LaFleur hired Los Angeles Rams linebackers coach Joe Barry to take over for Pettine after University of Wisconsin defensive coordinator Jim Leonhard turned down the job. While Barry’s track record as a defensive coordinator was less than stellar, LaFleur knew him from his time in Los Angeles and his relationship with Sean McVay. Barry also kept most of the Packers’ defensive coaching intact. Once again, LaFleur thought he had the talent he needed and just needed a capable leader.
Even though Barry seems like a great person with good energy and you’d like to encourage a guy to learn from the past and grow, his unit has been a huge disappointment this season. The Packers have invested far too much money and free agent capital in defense to be this inconsistent.
Barry showed some willingness to adapt, playing more men’s cover, blitzing more, and being slightly more aggressive. And it certainly doesn’t help that the attack can’t stay on the pitch, which leads to burnt-out defenders. But the players also have to execute, which they didn’t.
The defense is playing sloppy football. He can’t tackle, he doesn’t stop the run and he doesn’t finish plays. It’s baffling why Jaire Alexander, the league’s highest-paid corner, doesn’t follow No. 1 receivers every week. The Packers can never get a full group performance, despite having enough talent to be considered nationally as one of the top five defenses entering the season.
LaFleur had plenty of time to search for coordinators, and the Packers were one of the last teams to have an opening to fill that spot. Instead of branching out, he hired a retread he knew personally. Someone who wasn’t offered the promotion with their own team. Meanwhile, his third-choice option, Ejiro Evero, is excelling in Denver.
Offensively, Hackett was a perfect rookie for the Packers. He brought energy and creativity to LaFleur’s system, and working in a different offensive scheme helped him add different elements to LaFleur’s playbook. Hackett was a driving force behind the team’s offensive success, and it’s no surprise that he got a head coaching opportunity.
With the Chicago Bears set to hire quarterbacks coach Luke Getsy as offensive coordinator and Hackett wanting to bring offensive line coach Adam Stenavich with him to Denver, it made sense for LaFleur to promote Stenavich to OC. in place. Stenavich had done an admirable job of keeping the offensive line intact despite constant injuries in 2021, and that would maintain continuity in a strong offense. It seemed like a great idea at the time!

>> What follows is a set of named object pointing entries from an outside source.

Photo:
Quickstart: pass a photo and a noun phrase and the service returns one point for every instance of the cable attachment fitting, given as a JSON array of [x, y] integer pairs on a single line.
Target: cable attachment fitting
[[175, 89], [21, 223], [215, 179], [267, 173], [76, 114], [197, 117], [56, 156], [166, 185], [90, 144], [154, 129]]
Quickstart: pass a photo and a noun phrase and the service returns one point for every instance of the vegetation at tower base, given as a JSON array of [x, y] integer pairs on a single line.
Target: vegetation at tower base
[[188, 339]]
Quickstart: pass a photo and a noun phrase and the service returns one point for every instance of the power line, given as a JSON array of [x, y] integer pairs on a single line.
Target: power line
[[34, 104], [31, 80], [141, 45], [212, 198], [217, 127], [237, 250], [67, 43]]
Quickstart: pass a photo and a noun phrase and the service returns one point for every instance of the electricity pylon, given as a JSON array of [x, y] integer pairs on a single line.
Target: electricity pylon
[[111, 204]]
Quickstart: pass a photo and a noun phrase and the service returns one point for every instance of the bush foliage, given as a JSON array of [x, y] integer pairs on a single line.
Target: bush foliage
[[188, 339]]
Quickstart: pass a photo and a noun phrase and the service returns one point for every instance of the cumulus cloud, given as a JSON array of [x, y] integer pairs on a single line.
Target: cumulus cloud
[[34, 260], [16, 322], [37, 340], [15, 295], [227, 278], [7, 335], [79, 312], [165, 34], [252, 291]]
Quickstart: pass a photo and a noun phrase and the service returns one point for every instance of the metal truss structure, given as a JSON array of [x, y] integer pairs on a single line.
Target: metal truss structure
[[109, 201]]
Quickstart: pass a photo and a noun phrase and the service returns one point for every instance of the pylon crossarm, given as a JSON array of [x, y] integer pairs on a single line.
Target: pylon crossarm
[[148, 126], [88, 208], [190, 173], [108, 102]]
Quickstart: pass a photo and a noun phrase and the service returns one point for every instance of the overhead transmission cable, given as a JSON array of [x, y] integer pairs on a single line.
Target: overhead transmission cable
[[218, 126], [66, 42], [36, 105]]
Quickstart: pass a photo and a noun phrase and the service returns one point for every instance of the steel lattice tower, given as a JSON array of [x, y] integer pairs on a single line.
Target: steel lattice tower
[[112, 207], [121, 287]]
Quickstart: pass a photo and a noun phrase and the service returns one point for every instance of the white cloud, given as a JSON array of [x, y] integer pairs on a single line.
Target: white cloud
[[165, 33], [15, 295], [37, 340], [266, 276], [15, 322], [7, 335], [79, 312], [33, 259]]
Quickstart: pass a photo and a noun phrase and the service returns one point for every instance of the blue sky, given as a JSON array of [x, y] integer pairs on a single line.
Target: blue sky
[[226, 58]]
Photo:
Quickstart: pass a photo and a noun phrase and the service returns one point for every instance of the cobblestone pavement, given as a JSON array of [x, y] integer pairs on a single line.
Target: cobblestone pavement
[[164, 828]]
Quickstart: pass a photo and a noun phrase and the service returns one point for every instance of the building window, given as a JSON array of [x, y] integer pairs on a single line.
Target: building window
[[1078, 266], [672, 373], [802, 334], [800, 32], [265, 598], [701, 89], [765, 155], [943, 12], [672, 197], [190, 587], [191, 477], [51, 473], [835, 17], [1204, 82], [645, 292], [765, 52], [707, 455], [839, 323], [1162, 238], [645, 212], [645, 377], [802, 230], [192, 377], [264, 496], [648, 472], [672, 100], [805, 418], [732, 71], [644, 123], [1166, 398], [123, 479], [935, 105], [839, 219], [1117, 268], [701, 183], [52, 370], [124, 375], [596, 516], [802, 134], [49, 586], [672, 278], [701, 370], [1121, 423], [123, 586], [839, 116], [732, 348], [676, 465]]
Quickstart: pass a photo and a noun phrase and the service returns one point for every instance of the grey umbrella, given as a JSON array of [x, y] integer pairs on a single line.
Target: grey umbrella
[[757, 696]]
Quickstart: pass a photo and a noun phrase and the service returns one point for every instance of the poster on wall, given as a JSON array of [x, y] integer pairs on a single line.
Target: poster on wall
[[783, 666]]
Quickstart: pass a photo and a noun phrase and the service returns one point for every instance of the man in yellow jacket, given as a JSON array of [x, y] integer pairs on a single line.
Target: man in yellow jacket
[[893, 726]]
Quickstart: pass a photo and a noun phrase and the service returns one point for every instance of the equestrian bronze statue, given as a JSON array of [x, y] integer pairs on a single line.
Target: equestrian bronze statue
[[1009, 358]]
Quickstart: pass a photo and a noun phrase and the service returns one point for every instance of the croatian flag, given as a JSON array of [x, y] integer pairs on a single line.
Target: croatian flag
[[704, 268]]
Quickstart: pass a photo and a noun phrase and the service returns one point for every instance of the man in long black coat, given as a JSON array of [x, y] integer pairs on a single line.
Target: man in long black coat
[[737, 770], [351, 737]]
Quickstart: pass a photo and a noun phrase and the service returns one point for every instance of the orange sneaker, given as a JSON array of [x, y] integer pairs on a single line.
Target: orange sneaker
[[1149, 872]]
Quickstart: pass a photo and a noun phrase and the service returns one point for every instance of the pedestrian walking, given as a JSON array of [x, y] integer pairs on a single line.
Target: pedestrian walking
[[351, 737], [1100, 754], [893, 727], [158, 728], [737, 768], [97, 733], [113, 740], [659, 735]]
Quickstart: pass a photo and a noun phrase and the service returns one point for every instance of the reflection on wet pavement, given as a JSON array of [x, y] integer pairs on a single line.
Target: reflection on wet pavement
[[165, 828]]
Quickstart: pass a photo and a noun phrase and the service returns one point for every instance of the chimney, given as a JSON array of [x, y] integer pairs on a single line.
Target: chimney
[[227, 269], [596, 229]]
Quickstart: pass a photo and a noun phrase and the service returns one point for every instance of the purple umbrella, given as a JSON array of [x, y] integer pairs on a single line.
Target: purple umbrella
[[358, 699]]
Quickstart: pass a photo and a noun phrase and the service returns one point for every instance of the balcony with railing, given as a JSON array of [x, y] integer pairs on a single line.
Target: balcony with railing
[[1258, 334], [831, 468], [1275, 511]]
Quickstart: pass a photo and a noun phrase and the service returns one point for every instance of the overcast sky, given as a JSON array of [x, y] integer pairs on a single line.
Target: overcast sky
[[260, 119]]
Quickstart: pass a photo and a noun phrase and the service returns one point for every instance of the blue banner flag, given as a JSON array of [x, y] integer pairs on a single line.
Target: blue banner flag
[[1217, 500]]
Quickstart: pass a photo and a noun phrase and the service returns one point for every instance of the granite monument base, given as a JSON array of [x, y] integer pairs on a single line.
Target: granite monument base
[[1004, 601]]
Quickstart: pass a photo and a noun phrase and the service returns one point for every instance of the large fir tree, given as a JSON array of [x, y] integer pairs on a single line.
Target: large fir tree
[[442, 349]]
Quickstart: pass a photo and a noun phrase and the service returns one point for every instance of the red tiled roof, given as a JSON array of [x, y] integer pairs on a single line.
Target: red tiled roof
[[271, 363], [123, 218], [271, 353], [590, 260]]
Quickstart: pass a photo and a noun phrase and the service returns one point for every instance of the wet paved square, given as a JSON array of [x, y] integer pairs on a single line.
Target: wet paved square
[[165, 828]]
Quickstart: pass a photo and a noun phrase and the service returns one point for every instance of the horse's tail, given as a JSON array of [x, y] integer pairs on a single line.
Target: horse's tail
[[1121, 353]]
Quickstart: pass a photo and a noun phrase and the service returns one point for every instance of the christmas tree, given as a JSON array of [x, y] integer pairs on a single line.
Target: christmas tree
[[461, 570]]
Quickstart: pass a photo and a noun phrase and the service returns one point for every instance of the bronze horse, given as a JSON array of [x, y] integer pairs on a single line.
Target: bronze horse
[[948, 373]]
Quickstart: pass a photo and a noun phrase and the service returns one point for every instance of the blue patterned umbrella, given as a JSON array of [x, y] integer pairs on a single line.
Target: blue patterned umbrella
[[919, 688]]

But, in hindsight, perhaps LaFleur should have looked outside the organization to find his new right-hand man. The Packers were always going to have to adapt after losing Davante Adams. But even with the lack of weapons at wide receiver, the offense shouldn’t stink so much. And the offensive line, Stenavich’s specialty, hasn’t been spectacular. It’s too early to give up on Steno, but it’s fair to wonder if LaFleur shouldn’t have stepped out of his comfort zone and found an underdog with a different perspective who could push LaFleur and Rodgers to try new things.
While his friends Sean McVay and Kyle Shanahan have hired outside of their organizations to grow, LaFleur has mostly stuck to who he knows. This nepotism cost the Packers several games and a chance to evolve. Massive reshuffles aren’t guaranteed to fix things, and the continuity is good, but LaFleur’s poor hiring decisions are costing Green Bay winning football. By addressing the symptoms rather than the causes, the team has become a stagnant, mediocre mess.
It’s not too late for the Packers to make an effort, but LaFleur’s hiring tendencies have cost the team big chances in his short career as head coach. It’s fair to wonder if the 2023 Packers have new offensive and defensive coordinators. If so, LaFleur needs to learn from the past and change its process.